Privacy and Security Trade-offs
Privacy and security can be in conflict, requiring trade-offs between the two, or privacy can enhance security. For the collection of taxes it is in the interests of government if one's earnings and income are well known. On the other hand, that same information may be used to select someone or his family as a good target for kidnapping. In these narrow terms, one group's interest is to keep the information private. One of the goals of computer security is confidentiality. Identity theft, for example, is a security problem that is created from a lack of privacy or failure of confidentiality.
Privacy can also have free speech ramifications. In some countries privacy has been used as a tool to suppress free speech. One person's speech can sometimes be considered a violation of another's person's privacy. In various cases the US Supreme Court has ruled that the First Amendment trumps privacy. In Bartnicki v. Vopper, 532 U.S. 514 (2001) Docket Number: 99-1687, US Supreme Court ruled 6-3 that someone cannot be held liable in court for publishing or broadcasting intercepted contents of information, as long as that information is of public concern. Conversely, the Constitutional right to privacy is built in part on the First Amendment.
Census data is another area where such trade-offs become apparent. Accurate data are useful for planning future services (whether commercial or public sector), on the other hand, almost all censuses are released only in a way which does not allow identification of specific individuals. Often this is done by randomly altering the data and directly reducing accuracy.
On the other hand some trade-offs may be regarded as false by some observers. Identity card systems, which may reduce privacy, are often presented as a method of increasing security. More pragmatically, privacy sometimes is not maintained because there is a benefit provided by disclosure. For example, a potential employer is given a resume or curriculum vitae in order to evaluate someone's appropriateness for employment. Or, contact information, e-mail addresses most often, are provided in exchange for access to some useful information, like a "white paper".
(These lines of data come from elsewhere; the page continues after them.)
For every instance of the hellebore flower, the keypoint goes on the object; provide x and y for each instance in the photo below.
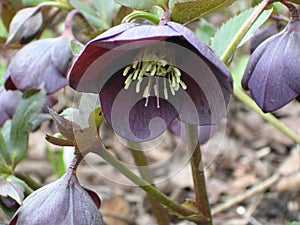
(9, 101)
(42, 62)
(148, 75)
(272, 74)
(64, 201)
(25, 25)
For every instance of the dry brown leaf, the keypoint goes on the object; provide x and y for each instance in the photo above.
(116, 211)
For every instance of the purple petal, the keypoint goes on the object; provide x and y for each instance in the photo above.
(208, 55)
(61, 55)
(205, 132)
(32, 67)
(9, 101)
(267, 83)
(290, 59)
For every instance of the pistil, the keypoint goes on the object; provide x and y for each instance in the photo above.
(153, 66)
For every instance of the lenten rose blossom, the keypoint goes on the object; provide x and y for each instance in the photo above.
(272, 74)
(148, 75)
(42, 63)
(64, 201)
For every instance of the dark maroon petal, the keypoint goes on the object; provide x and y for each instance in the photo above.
(205, 101)
(61, 55)
(255, 57)
(267, 83)
(94, 197)
(145, 32)
(205, 132)
(114, 31)
(108, 48)
(207, 54)
(262, 35)
(127, 114)
(61, 202)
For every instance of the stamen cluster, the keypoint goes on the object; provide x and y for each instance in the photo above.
(153, 65)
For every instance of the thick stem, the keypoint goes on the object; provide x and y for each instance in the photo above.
(202, 202)
(293, 11)
(152, 191)
(242, 96)
(59, 5)
(142, 163)
(226, 56)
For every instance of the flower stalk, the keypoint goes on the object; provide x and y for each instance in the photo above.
(202, 202)
(59, 5)
(142, 163)
(240, 94)
(269, 117)
(141, 15)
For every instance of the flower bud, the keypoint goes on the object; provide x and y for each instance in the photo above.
(64, 201)
(41, 63)
(25, 26)
(272, 74)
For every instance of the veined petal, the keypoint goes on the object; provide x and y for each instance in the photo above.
(126, 112)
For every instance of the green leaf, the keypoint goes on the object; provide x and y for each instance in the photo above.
(34, 2)
(22, 123)
(56, 160)
(205, 31)
(89, 13)
(76, 47)
(106, 9)
(296, 2)
(184, 12)
(231, 28)
(142, 5)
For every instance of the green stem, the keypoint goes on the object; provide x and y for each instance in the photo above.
(27, 189)
(226, 56)
(242, 96)
(152, 191)
(142, 163)
(202, 202)
(28, 180)
(141, 15)
(59, 5)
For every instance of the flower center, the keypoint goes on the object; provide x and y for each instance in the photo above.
(153, 65)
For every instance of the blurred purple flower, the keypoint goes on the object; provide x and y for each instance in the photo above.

Reasons for Not Maintaining Privacy
It has been reasoned that privacy discourages information sharing between individuals which in turn can lead to mistrust and intolerance among people and perpetuate false information. If information can be shared widely then facts can generally be verified through many different sources and there are less chances of inaccuracies. It has also been reasoned that privacy can perpetuate stigma and intolerance. The reasoning behind this is that restrictions on information about people can inhibit and discourage collection and finding of data that is required for an accurate analysis and discussion on the causes and root of the stigma and intolerance. Philosophers often ask how people can learn to accept each other if they cannot know about each other. Issues have also been raised that privacy can encourage criminal activity as it makes it easier for criminals to hide their unlawful activities.
GLBA Privacy Implications
HIPAA Privacy Implications
Health Insurance Portability and Accountability Act (HIPAA) regulations are divided into four Standards or Rules:
- Privacy
- Security
- Identifiers
- Transactions and Code Sets
The Privacy Rule is the most complex of the four, setting standards for how protected health information (PHI) "in any form or medium" should be controlled. (HIPAA's other rules cover only electronic information.) This Rule took effect in April 2003 for large entities, and a year later for small ones. (For details, see the HIPAA compliance calendar.)
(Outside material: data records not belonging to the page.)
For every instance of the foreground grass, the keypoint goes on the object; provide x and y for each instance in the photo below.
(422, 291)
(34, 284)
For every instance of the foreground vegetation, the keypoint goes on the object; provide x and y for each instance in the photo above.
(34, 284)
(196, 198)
Privacy Rule protections extend to every patient whose information is collected, used or disclosed by covered entities. It imposes responsibilities on the entire workforce of a covered entity -- including all employees and volunteers -- in order to secure those rights. It also requires contractual assurances for any business associates of health care institutions that handle health care information on a covered entity's behalf.
States have many laws and regulations that address health information. HIPAA adds its protections to those the states provide. In most cases, where state requirements are stricter they remain in force; HIPAA does not preempt them. Put differently, the Privacy Rule establishes a federal floor for health privacy, but not a ceiling.
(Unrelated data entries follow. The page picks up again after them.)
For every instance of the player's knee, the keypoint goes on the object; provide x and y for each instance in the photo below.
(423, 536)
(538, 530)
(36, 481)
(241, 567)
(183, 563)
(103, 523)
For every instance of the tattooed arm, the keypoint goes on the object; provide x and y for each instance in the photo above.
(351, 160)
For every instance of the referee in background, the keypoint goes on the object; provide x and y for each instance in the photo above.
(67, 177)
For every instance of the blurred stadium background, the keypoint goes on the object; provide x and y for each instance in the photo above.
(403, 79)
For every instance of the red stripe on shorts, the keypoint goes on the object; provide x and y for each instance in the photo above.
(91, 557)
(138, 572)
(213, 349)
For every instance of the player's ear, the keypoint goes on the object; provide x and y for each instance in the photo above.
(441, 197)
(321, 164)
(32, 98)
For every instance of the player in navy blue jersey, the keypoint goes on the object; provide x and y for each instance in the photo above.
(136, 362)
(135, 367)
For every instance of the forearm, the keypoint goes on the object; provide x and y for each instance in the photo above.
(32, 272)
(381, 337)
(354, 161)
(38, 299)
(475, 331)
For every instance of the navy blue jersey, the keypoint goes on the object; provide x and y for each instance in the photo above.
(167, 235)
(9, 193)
In its most visible change, the Privacy Rule requires covered entities to provide patients with a Notice of Privacy Practices. The Notice must describe, in general terms, how organizations will protect health information, and specify the patient's right to:
gain access to and, if desired, obtain a copy of his/her own health records;
request corrections of errors that the patient finds (or include the patient's statement of disagreement if the institution believes the information is correct);
receive an accounting of how their information has been used (including a list of the persons and institutions to whom/which it has been disclosed);
request limits on access to, and additional protections for, particularly sensitive information;
request confidential communications (by alternative means or at alternative locations) of particularly sensitive information;
complain to the facility's privacy officer if there are problems; and
pursue the complaint with the US Department of Health and Human Services' Office of Civil Rights if the problems are not satisfactorily resolved.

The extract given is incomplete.